Pendapatan ADHI masih tertolong oleh pendapatan dari propeti/real estat yang naik 3,6% menjadi Rp 1,45 triliun dari sebelumnya Rp 1,40 triliun.
Pendapatan dari investasi infrastruktur juga naik signifikan 95,46% menjadi Rp 941,89 miliar dari tahun sebelumnya Rp 481,89 miliar.
Meski pendapatan secara keseluruhan turun, ADHI masih bisa membukukan laba bersih yang naik sebesar 3,05% menjadi Rp 663,81 miliar dari tahun sebelumnya Rp 644,16 miliar.

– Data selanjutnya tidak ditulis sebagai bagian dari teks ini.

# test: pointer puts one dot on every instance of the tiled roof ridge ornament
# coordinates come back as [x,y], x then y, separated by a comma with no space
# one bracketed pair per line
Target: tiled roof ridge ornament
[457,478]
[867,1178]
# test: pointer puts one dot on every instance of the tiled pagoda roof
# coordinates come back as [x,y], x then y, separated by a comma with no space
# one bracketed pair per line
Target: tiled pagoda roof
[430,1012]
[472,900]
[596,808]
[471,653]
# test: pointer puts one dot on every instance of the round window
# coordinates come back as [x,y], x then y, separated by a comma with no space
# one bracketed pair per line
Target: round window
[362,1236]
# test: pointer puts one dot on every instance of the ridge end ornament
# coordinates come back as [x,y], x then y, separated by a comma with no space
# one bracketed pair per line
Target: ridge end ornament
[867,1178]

Per 31 Desember 2019, total aset perseroan mencapai Rp 36,5 triliun naik 21,3%, dari Rp 30,0 triliun pada tahun 2018. Komponen peningkatan terbesar terdiri dari Persediaan sebesar 110,69%; pajak dibayar dimuka sebesar 37,15%; tagihan bruto pemberi kerja sebesar 33,5%; dan investasi ventura bersama sebesar 30,68%.
Kenaikan pada persediaan dan aset real estat disebabkan karena adanya pembelian material bahan baku konstruksi yang belum digunakan dalam proses produksi pada proyek konstruksi dan EPC di akhir tahun.
Selain itu juga karena ada pembelian lahan aset real estat bisnis properti dan real estat pada PT Adhi Persada Properti dan PT Adhi Commuter Properti serta bangunan dalam proses pembangunan aset real estat.
Peningkatan pada tagihan bruto pemberi kerja sebagai akibat adanya proyek yang memiliki syarat pembayaran secara turn key (Proyek Tol Sigli – Banda Aceh) dan belum terbayarnya tagihan proyek LTR Jabodetabek serta proyek konstruksi lainnya belum ditagihkan.
Kenaikan pada pajak dibayar dimuka sebagai akibat dari masih dilakukannya proses restitusi sehingga pencairannya masih belum dapat diterima.
Sedangkan, kenaikan pada investasi pada ventura bersama sebagai akibat adanya setoran dana pada joint ventur sebagai setoran modal kerja sesuai porsi share atas proyek‐proyek joint ventur yang dikerjakan Perseroan.
Liabilitas Meningkat
Sepajang tahun lalu, liabilitas Perseroan juga meningkat 24,7% menjadi Rp 29,7 triliun, dari Rp 23,8 triliun di tahun 2018. Peningkatan total liabilitas terbesar terjadi pada liabilitas jangka pendek yang naik 29,4% menjadi Rp 24,5 triliun dari sebesar Rp 18,9 triliun pada tahun 2018.